The cuts come after a deal to buy the business fell through after a bidder failed to file paperwork in time.
Private equity firm M2 Capital said it made a £90m bid for Wilko but was unable to provide proof of funding.
PwC, which is overseeing Wilko’s sale, said it was it was clear there was no viable offer to buy the whole business.
The discount chain, a stalwart of the High Street, fell into administration in August putting 12,500 jobs at risk across 400 shops.
Administrators at PwC said on Thursday that 269 jobs at the chain’s support centre in Worksop and 14 others from a subsidiary firm of Wilko would be cut at the close of business on Monday 4 September.
Further redundancies at its two distribution centres in Worksop and Newport are to begin from early next week, but numbers have not been confirmed.
PwC said all of the chain’s stores are currently trading and remain open, adding “discussions continue with those interested in buying parts of the business”.
While hopes of saving the entire business have been shattered, it is understood PwC is still in talks with HMV owner Doug Putman about a deal for part of the company.
The GMB union, which represents about 4,000 Wilko staff, said it remained hopeful for a bid from a viable buyer to save the jobs of employees in stores and online, but warned “we cannot in any way guarantee this and must therefore continue to prepare for the worst”.
The union said the majority of people working in Wilko’s commercial trading team, IT, finance, legal and HR would be made redundant on Monday.
It said it had requested redundancies at distribution centres to “begin with volunteers” and that it was speaking to Bassetlaw District Council, the Welsh Assembly, and other organisations to try to “save the sites”.
“It should be stressed that at this point, we do not have high hopes of doing so but we will not stop working on this and hope that even if we are unable to do so prior to closures, we will actively look to keep members’ details in the hope of being able to staff up quickly if we find buyers or new tenants for the sites,” a GMB statement said.
Wilko stepped into the gap on the High Street left by the collapse of Woolworths in late 2008, but has struggled over the past decade partly due to growing competition from the likes of Poundland and B&M.
Many of Wilko’s stores are also on High Streets in traditional town centres, which became an expensive liability as customers shifted to bigger retail parks and out-of-town locations.
The company, which was founded in Leicester in 1930, was family-run until its collapse this month and is well-known for its affordable everyday items.
Job cuts at the chain were suspended in recent days as PwC considered M2 Capital’s bid for the entire business, which was submitted last week.
M2 Capital claimed at the weekend that it would retain all employees’ roles for two years.
However, it is believed that the private equity firm was unable to provide proof of funding for its bid to administrators prior to a deadline on Wednesday.
During a conversation littered with expletives, M2 Capital chairman Robert Mantse told the BBC that his dealings with the administrators had been a “circus” and accused PwC of being “beyond unfair”.
He said M2 is now considering legal action.
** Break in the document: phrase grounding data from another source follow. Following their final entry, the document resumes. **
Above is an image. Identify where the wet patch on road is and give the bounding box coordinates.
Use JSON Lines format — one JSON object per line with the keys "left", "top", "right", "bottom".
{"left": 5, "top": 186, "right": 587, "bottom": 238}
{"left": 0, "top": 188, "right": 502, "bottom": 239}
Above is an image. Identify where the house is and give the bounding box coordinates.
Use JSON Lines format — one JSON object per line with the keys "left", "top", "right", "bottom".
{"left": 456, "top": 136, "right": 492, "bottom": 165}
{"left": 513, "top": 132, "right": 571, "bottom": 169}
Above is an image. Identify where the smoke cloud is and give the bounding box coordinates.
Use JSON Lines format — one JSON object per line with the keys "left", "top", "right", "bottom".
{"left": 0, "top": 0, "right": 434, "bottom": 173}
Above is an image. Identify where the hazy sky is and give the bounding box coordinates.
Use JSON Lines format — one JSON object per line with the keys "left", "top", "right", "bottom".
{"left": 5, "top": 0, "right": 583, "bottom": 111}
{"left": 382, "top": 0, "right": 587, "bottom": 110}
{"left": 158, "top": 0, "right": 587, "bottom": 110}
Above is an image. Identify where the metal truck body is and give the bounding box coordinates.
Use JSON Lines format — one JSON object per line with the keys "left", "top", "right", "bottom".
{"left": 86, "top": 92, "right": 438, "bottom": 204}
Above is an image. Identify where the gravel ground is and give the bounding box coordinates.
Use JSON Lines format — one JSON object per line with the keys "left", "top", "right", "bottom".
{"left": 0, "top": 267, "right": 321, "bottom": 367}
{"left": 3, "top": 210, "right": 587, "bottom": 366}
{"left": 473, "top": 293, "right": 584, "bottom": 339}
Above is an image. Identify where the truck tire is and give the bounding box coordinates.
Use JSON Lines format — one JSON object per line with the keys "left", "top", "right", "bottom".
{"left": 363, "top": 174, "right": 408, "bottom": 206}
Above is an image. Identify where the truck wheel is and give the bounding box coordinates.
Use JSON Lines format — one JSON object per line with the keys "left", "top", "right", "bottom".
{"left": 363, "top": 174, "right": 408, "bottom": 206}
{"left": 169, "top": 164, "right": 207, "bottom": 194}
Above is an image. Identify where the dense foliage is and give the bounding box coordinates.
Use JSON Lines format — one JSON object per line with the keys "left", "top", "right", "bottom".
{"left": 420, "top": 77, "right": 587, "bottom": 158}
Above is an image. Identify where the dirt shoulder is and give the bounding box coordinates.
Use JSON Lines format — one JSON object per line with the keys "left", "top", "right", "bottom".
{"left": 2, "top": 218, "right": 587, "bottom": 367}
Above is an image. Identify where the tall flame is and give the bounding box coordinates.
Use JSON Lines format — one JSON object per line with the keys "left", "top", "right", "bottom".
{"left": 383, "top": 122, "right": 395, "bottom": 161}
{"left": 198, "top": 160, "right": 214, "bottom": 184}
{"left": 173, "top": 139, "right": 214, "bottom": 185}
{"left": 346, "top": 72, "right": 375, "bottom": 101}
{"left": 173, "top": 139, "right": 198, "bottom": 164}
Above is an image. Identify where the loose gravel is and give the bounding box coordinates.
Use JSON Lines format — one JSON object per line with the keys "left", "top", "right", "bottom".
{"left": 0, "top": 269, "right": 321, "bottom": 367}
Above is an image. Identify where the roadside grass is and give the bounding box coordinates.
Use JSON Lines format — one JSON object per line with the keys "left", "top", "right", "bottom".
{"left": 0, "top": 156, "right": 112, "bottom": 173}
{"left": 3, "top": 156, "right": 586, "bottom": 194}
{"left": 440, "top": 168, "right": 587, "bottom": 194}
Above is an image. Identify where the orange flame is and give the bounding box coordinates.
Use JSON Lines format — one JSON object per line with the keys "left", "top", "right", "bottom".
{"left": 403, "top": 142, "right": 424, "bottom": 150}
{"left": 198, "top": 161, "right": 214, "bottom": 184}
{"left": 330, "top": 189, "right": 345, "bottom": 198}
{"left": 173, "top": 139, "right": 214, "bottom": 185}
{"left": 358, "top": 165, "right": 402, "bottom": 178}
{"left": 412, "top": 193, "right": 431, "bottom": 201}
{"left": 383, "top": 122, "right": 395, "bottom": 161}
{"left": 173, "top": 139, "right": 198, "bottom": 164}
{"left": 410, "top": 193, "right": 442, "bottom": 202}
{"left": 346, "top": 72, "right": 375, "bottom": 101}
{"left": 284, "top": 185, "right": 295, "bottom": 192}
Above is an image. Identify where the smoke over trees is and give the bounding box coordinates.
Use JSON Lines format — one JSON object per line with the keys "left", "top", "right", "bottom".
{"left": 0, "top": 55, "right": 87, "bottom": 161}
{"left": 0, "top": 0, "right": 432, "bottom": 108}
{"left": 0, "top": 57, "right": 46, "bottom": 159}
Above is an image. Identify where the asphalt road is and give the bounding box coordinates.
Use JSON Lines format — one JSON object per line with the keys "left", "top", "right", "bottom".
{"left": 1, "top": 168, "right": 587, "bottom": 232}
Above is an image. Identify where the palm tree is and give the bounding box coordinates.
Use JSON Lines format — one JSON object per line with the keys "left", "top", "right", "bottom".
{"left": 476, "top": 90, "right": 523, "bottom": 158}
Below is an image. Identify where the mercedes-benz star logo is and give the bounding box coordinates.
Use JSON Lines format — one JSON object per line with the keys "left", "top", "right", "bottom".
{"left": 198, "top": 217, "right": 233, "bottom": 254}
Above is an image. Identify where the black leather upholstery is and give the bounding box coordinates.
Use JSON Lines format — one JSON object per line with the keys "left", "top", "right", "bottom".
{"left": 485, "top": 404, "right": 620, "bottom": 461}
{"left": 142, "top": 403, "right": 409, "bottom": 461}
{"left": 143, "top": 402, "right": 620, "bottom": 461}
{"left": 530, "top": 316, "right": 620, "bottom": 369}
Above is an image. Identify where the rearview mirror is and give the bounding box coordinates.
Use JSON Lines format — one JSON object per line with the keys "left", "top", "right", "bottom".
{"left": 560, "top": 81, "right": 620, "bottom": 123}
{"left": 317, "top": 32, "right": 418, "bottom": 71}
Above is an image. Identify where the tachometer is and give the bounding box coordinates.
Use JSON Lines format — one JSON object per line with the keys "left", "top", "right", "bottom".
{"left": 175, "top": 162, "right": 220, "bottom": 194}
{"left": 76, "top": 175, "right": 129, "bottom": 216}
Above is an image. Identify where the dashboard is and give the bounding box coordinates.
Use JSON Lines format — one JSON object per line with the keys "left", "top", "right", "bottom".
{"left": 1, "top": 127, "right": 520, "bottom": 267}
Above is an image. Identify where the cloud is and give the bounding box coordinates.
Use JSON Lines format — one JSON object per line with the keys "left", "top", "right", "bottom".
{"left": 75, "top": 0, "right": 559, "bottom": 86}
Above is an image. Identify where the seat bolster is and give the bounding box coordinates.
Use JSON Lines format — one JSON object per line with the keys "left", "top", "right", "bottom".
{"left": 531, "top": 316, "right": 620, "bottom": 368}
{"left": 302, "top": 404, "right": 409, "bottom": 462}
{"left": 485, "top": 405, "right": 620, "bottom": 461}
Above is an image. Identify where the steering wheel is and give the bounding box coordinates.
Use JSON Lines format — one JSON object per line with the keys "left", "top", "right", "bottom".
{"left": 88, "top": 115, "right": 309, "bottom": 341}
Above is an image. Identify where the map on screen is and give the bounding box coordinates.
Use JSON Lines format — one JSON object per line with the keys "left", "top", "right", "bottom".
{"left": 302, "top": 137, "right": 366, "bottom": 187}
Asked what his next steps would be, Mr Mantse replied he was “going to lunch with a very pretty girl”.
There has also been speculation that Wilko’s rivals, such as B&M, Poundland and The Range could be interested in the firm.
Those retailers, along with Home Bargains, have created strong competition for Wilko in recent years as the high cost of living has pushed shoppers to seek out bargains.
Poundland and B&M declined to comment.